= Sam and Delilah =

Song composed by George Gershwin

"Sam and Delilah" is a song composed by George Gershwin, with lyrics by Ira Gershwin. It was introduced by Ethel Merman in the 1930 musical Girl Crazy. The song is an interpretation of the biblical story of Samson and Delilah in the Book of Judges of the Hebrew Bible.

==Setting==
"Sam and Delilah" appeared late in the first act of the musical, surprising audiences who had assumed that Merman was a non-singing member of the cast. Merman was unknown at the time of her appearance in the musical, which made her a star on Broadway. The historian Robert Payne described Merman as being dressed in a "black satin skirt, a low-cut red blouse and bangles up her arms" when performing the song which "stopped the play" due to its popularity with the audience. Ira Gershwin's biographer, Philip Furia, described the song as the first "full-scale rhythmic number" of Girl Crazy which "bowled [the audience] over". Merman subsequently recalled that "everybody screamed" in the audience in appreciation to her performance of the song on the opening night. Merman initially assumed the pandemonium was caused by something falling from the loft of the theater or the snapping of her garter. Ira Gershwin recalled that he was particularly relieved by the audience's appreciation of the song as he had not felt that his lyrics were his best work, but Merman had saved the song with her "ability to sustain any note for any human or humane length of time" feeling that "Few singers could give you koo-for seven beats and come through with a terrifically-tch at the end". Merman also performed "I Got Rhythm" and "Boy!
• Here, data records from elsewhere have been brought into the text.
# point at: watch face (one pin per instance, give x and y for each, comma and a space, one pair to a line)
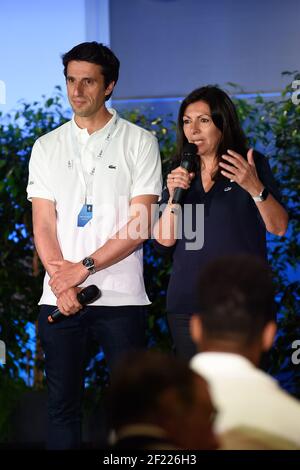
265, 194
88, 262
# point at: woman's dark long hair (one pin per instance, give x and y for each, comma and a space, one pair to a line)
225, 118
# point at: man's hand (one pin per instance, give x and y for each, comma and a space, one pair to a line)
67, 302
67, 275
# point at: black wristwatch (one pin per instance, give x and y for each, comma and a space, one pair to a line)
89, 264
262, 196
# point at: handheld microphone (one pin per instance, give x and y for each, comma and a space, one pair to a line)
86, 296
188, 162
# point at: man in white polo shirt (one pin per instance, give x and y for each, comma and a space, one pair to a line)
92, 183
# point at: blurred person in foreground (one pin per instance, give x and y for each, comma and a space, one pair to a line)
156, 401
236, 324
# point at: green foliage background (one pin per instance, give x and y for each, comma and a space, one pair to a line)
272, 126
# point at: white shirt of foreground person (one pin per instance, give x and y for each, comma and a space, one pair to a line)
110, 166
247, 397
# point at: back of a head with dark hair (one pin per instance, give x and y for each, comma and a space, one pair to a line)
139, 382
96, 53
236, 298
224, 116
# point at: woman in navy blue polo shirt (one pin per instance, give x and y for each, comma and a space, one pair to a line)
235, 187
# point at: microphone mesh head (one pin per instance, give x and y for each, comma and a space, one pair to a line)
190, 148
88, 294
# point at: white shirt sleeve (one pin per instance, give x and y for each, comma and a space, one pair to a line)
39, 180
147, 177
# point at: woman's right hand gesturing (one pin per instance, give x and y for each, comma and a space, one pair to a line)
179, 178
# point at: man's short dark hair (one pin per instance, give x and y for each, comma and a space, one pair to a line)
96, 53
139, 382
236, 298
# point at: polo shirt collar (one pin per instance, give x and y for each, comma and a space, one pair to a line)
83, 136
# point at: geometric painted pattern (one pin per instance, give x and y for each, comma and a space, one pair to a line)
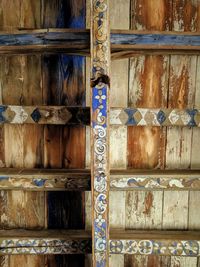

What Love Has Done to Me!" in the musical. George Gershwin visited Merman in her dressing room in the interval and told her never to " ... let anybody ever give you a singing lesson. It'll ruin you".

==Context==
In the musical the song is performed by Frisco Kate, a "floozy" from the Barbary Coast of San Francisco, and the lyrics are resplendent with contemporary slang and guttural consonants. Furia likened the tale told in the lyrics of "Sam and Delilah" to the story of the late 19th-century American ballad "Frankie and Johnny". George Gershwin's biographer Ean Wood describes the song as a "New York Jewish" version of "Frankie and Johnny". The musicologist Larry Starr describes the song as "dark, bluesy character with lyrics conveying an overtly sexual and ultimately violent story" and one of several songs in Girl Crazy that do not have earlier precedents in George and Ira Gershwin's musicals. In his 2009 book Daring, Disreputable and Devout: Interpreting the Hebrew Bible's Women in the Arts and Music the theologian Dan Clanton describes the song as being one of a number of songs that portray Delilah as being "completely responsible for Samson's demise" and that the motive of jealousy ascribed to Delilah in the lyrics of the song are absent in the Biblical account. The song also warns listeners against involvement with Delilah-like women, a theme later echoed in Neil Sedaka's 1960 song "Run Samson Run". The song refers to Delilah seducing Sam with her hoochie coochie dancing, to rhyme with the slang term "hooch" for illicit alcohol.

==Recordings==
It was recorded by Louise Carlyle in Columbia Records's 1951 cast recording of Girl Crazy featuring Mary Martin and Eddie Chappell. Ella Fitzgerald performed it on her 1959 George and Ira Gershwin Songbook in an arrangement by Nelson Riddle released on Verve Records. Riddle's arrangement utilised an oboe to insinuate the "vamp" like nature of the song.